Will she use Covid fund money for infrastructure projects like dams?
"Labour calls it the Covid fund but it's simply borrowed money."
Does that mean National won't have a Covid fund?
"We won't have Covid outbreaks."
So you won't have a Covid contingency fund?
She won't answer that directly. Nor is she announcing any new dams, or a game-changer for Kaikohe. Just that there will be a new policy on water.
Does she rule out working with the Advance NZ party if it gets into Parliament?
"Because I'm not insane."
There's a mockup circulating of Collins on the cover of Vogue, produced by a staffer, after she was asked in the TV debate if she'd like to be shown like that. She'd said of course, and suggested any politician who said no was a liar.

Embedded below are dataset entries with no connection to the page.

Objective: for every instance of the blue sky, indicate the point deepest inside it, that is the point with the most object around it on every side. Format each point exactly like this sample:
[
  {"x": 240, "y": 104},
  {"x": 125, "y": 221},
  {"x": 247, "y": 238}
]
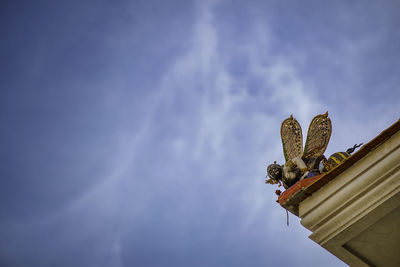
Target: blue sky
[{"x": 137, "y": 133}]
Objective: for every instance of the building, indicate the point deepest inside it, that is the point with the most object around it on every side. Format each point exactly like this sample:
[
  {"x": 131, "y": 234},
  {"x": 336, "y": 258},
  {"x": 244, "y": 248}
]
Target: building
[{"x": 353, "y": 211}]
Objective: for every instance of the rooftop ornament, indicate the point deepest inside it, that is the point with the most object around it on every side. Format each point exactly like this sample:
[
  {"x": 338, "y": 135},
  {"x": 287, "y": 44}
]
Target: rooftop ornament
[{"x": 311, "y": 162}]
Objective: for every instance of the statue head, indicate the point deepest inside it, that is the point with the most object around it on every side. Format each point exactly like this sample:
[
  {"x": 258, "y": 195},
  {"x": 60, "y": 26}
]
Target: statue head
[{"x": 274, "y": 171}]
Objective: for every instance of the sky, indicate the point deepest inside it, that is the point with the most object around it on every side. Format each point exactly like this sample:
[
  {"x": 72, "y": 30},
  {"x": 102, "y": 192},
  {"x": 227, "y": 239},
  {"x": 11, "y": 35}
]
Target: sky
[{"x": 137, "y": 133}]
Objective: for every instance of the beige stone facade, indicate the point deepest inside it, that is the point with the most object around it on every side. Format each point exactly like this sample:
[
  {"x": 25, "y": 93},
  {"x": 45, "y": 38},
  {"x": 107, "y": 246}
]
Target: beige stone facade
[{"x": 355, "y": 213}]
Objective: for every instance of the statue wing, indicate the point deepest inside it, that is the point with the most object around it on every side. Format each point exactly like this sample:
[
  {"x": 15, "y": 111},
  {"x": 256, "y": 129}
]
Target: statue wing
[
  {"x": 292, "y": 138},
  {"x": 318, "y": 135}
]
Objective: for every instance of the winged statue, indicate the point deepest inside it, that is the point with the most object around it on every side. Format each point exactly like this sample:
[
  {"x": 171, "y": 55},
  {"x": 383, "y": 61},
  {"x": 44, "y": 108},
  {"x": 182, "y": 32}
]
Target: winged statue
[{"x": 301, "y": 163}]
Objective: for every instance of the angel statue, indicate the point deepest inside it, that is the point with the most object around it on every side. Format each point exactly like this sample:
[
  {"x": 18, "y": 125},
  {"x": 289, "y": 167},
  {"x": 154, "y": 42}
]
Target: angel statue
[{"x": 301, "y": 164}]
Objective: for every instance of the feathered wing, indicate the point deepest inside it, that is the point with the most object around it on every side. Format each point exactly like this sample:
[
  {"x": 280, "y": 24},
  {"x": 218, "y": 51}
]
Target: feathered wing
[
  {"x": 318, "y": 135},
  {"x": 292, "y": 138}
]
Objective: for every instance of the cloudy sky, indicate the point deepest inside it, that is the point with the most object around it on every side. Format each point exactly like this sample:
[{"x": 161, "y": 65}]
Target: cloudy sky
[{"x": 137, "y": 133}]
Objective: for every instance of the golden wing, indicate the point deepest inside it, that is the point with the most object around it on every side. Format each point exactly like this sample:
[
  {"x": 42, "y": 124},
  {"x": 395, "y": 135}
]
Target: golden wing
[
  {"x": 292, "y": 138},
  {"x": 318, "y": 135}
]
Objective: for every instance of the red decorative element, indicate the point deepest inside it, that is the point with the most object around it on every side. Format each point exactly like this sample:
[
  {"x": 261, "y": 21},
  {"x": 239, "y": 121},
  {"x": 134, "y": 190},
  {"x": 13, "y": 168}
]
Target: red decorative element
[{"x": 296, "y": 187}]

Is being a Vogue model her equivalent of John Key's association with the All Blacks?
She thinks for a little while before answering. "I love fashion," she says. "But you know what? I love the All Blacks more."
It's clever politics.
Showtime with the fans
When she's nervous, Collins laughs at her own jokes. And they're not always warm: mockery is one of her favourite forms of humour.

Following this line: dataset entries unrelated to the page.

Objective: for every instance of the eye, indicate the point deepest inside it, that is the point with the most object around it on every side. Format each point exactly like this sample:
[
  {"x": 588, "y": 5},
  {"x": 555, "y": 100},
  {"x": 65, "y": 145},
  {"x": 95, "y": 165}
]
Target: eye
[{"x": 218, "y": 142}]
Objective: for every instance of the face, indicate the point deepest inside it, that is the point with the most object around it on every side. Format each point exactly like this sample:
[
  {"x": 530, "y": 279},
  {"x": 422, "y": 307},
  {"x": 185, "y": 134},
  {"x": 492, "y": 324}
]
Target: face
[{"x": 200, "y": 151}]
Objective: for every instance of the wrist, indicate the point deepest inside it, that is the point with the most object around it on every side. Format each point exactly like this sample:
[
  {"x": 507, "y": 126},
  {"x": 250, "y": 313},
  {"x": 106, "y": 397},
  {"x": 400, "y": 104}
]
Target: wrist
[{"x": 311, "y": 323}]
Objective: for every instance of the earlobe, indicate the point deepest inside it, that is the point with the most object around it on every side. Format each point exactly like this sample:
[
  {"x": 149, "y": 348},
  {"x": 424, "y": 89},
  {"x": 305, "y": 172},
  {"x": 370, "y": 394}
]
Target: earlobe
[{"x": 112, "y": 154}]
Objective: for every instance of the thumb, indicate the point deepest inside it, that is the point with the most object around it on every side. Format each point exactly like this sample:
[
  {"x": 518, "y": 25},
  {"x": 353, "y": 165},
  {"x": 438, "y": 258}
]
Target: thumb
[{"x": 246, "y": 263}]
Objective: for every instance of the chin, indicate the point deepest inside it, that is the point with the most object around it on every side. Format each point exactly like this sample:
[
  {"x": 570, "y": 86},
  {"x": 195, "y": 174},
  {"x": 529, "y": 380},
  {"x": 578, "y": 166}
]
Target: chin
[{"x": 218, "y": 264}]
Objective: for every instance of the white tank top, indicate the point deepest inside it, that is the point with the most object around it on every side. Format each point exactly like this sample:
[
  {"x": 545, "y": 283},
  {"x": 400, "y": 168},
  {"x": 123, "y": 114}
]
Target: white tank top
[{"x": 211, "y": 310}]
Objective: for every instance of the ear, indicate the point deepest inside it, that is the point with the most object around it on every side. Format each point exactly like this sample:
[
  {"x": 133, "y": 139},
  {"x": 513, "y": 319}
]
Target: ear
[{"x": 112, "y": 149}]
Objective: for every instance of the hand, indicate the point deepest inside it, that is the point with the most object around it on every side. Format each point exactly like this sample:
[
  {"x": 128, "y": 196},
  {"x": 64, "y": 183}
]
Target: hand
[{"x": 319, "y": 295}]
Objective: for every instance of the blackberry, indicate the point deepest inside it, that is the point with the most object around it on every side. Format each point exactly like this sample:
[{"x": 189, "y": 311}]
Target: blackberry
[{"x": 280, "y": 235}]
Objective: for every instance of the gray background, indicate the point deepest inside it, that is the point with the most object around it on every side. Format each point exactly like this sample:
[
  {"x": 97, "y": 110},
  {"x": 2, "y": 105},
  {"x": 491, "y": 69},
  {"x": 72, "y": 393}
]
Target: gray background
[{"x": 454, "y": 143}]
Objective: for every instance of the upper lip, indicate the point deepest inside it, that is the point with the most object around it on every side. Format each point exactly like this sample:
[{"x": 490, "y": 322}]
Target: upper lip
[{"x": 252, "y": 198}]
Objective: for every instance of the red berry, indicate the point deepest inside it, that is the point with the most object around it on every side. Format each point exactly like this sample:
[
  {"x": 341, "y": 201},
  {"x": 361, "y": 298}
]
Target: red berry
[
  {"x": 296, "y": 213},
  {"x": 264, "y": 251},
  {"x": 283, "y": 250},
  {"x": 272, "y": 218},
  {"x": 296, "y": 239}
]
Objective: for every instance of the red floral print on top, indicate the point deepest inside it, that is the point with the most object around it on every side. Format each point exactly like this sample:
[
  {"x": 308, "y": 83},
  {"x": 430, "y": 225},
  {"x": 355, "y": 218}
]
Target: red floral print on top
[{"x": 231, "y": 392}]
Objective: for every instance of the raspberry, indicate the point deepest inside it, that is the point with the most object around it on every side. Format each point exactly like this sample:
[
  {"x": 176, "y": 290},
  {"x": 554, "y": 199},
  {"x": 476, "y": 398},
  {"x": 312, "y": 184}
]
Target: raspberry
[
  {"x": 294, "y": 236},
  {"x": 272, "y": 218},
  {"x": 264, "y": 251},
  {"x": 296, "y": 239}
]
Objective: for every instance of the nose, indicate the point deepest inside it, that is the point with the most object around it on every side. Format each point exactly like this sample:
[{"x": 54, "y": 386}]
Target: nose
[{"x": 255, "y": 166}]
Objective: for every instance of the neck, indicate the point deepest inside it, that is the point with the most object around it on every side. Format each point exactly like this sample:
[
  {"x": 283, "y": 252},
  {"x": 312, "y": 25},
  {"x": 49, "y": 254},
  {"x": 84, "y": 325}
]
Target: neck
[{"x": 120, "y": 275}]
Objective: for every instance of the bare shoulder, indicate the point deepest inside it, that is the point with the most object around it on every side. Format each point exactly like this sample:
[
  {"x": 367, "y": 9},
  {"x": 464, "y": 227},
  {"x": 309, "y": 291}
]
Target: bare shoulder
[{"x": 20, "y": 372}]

For her, politics is a kind of street war. It's like she's walking through the world surrounded by targets that suddenly appear and she has to shoot them.
She probably hasn't played a lot of computer games, but that's the model.

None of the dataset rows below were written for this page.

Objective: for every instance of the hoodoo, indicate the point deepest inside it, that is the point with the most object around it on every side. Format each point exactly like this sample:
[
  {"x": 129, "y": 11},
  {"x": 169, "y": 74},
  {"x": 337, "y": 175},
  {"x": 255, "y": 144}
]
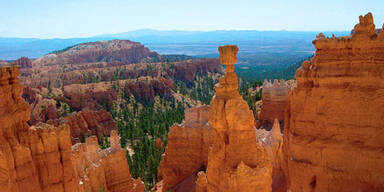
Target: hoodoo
[
  {"x": 236, "y": 162},
  {"x": 40, "y": 158},
  {"x": 334, "y": 129}
]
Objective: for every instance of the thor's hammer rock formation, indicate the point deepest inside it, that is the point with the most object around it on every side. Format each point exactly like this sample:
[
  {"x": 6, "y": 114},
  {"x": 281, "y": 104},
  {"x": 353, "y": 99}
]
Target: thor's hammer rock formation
[{"x": 236, "y": 162}]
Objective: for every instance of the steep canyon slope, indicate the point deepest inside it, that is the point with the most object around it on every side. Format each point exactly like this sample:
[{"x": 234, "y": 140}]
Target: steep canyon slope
[
  {"x": 333, "y": 134},
  {"x": 39, "y": 158}
]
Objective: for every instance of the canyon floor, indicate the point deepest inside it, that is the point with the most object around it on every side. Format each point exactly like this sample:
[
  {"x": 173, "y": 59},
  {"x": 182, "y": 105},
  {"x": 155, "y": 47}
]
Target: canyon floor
[{"x": 115, "y": 116}]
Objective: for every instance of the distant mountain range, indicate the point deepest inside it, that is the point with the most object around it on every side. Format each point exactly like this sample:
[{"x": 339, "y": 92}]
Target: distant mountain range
[{"x": 195, "y": 43}]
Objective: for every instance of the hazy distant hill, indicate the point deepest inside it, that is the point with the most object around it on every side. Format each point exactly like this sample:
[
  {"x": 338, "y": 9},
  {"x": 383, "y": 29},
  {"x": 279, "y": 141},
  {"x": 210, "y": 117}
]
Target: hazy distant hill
[{"x": 195, "y": 43}]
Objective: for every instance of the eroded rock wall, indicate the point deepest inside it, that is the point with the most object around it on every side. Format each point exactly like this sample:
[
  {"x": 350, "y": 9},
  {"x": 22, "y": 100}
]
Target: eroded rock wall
[
  {"x": 187, "y": 149},
  {"x": 236, "y": 162},
  {"x": 274, "y": 101},
  {"x": 40, "y": 158},
  {"x": 334, "y": 134},
  {"x": 104, "y": 169}
]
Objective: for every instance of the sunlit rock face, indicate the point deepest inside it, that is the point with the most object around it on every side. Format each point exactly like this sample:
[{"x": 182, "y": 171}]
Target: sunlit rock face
[
  {"x": 236, "y": 162},
  {"x": 103, "y": 169},
  {"x": 40, "y": 158},
  {"x": 274, "y": 101},
  {"x": 272, "y": 141},
  {"x": 187, "y": 149},
  {"x": 31, "y": 159},
  {"x": 334, "y": 129}
]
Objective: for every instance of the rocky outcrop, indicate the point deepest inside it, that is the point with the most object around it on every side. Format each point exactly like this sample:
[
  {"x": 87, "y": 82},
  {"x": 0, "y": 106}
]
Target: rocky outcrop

Political enemies are her targets: Phil Twyford, James Shaw, Grant Robertson, Jacinda Ardern. Mostly, she doesn't go after civilians. She told me she treats everyone asking questions at political meetings with respect, even if she doesn't accept what they're saying. It's true, she did exactly that in Beachlands.
True unless you're a greenie or a hippie or some other kind of lunatic, of course. Then she'll poke fun at you any day of the week.
The moment when Judith Collins put the unreconstructed Crusher on show last week was with Grey Power in Nelson. They were fans, many of them adoring fans, and she rose to it.
This doesn't mean Grey Power in Nelson or anywhere else are in the National camp. Next week there'll be another party leader and another enthusiastic crowd. Grey Power contains multitudes and they know how to do meetings.
She steps to the lectern, then takes the mic and steps away. "I'm never any good with a lectern, I need to take over. You all know that."
Great timing, great fiercely grinning facial language.
She visited the Settlers Memorial that morning, because she has ancestors commemorated there. "I have connections through three families," she says, and names them. "And they all bred like rabbits, so I presume I'm related to everyone here." The crowd loves it.
"It's such a privilege to be leader of the National Party. I never thought it would ever happen. I bet you didn't either."
Then she gets stuck in. "The Government "goes to the Monopoly box, gets the money out and sprays it all around". She tears into the oil and gas exploration ban with phrases like "crazy government" and "tremendously stupid decisions" and "nuts!"
She talks about the evils of the cashless society. "Inland Revenue loves it, because they'll catch you every time, and having been their minister, I should too. But you do want a bit of freedom, don't you? You don't want them knowing everything you do."
What does that mean? She can't be saying she supports tax evasion. She speaks uninterrupted for half an hour, without notes: it's a vintage performance. Then it's question time.
A man introduces himself as Jim Williamson and tells her, "We need Crusher to take on the Gnasher!" He calls Ardern "that other woman, I can't even say her name". Collins doesn't admonish him for his boorishness.
But when a woman says she's been listening to Leighton Smith's podcast with Richard Prebble and it's clear we're going to turn into Zimbabwe, with a currency utterly destroyed by debt, Judith Collins draws the line.
"I am worried about the debt too but I don't think we're going down the Zimbabwe route."
She got a standing ovation on the way in and she gets another on the way out. Let it be said, Nelson Grey Power puts on a very good spread. Especially the sandwiches. Actually, everywhere Collins goes there are club sandwiches. I wondered if it was her rider, but her team said it wasn't. Besides, she didn't stay to eat them.